Simultaneous upper-triangularization for two nilpotent commuting matrix Given two nilpotent matrix B1 and B2 over complex numbers which commute i.e. [B1,B2]=0, we know that they can be conjugated to upper-triangular ones (even strictly-triangular since they're nilpotent).
But, can we conjugate them to upper-triangular ones so that one of them e.g. B1 gets into its Jordan normal form?
Thanks for any help!
 A: Yes, we can conjugate $B_1$ and $B_2$ simultaneously by a matrix $S$, whose  columns are a basis of generalized eigenvectors of $B_1$, such that $S^{-1}B_1S$ is in Jordan normal form, and both $S^{-1}B_1S$, $S^{-1}B_2S$ are upper-triangular. This is possible, because commuting operators leave invariant generalized eigenspaces. On the other hand, not both of $B_1$ and $B_2$ can be simultaneously "Jordanized" in general.
For non-commuting strictly upper-triangular matrices $B_1$ and $B_2$, we may still apply 
$S^{-1}B_1S$ with those invertible $S$ which keep $B_2$ upper-triangular.

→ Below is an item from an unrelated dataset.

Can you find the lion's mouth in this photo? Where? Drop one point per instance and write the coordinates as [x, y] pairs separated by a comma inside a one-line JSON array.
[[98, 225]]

Then we may not arrive at a Jordan form for $B_1$, but to an "almost-Jordan-form", see section $2$ of the article Modules for certain Lie algebras of maximal class.
A: The more general fact is that, if $N \subset \mathrm{Mat}_{n \times n}(k)$ is a subrng (ring without identity) whose every element is nilpotent, then we can choose a basis to make every element of $N$ simultaneously strictly upper triangular. This is a useful lemma which, as far as I know, doesn't have a standard name.
Note that, if $N_1$ and $N_2$ are commuting nilpotent matrices then any polynomial without constant term in $N_1$ and $N_2$ is clearly nilpotent, so this applies to the rng generated by such an $N_1$ and $N_2$.
Proof: Let $R$ be the $k$-algebra (with identity) generated by $N$, so $R = k \mathrm{Id} \oplus N$ and $N$ is the radical of $R$. Let $V$ be the vector space $k^n$, which we think of as an $R$-module. By the non-commutative Nakayama Lemma, also known as the Jacobson–Azumaya theorem, $NV \subsetneq V$. So $V \supsetneq NV \supsetneq N^2 V \supsetneq \cdots$ until we reach a power for which $N^r V=0$. Then choosing a basis of $V$ to respect the filtration by $N^r V$, we find that $N$ acts strictly upper-triangularly.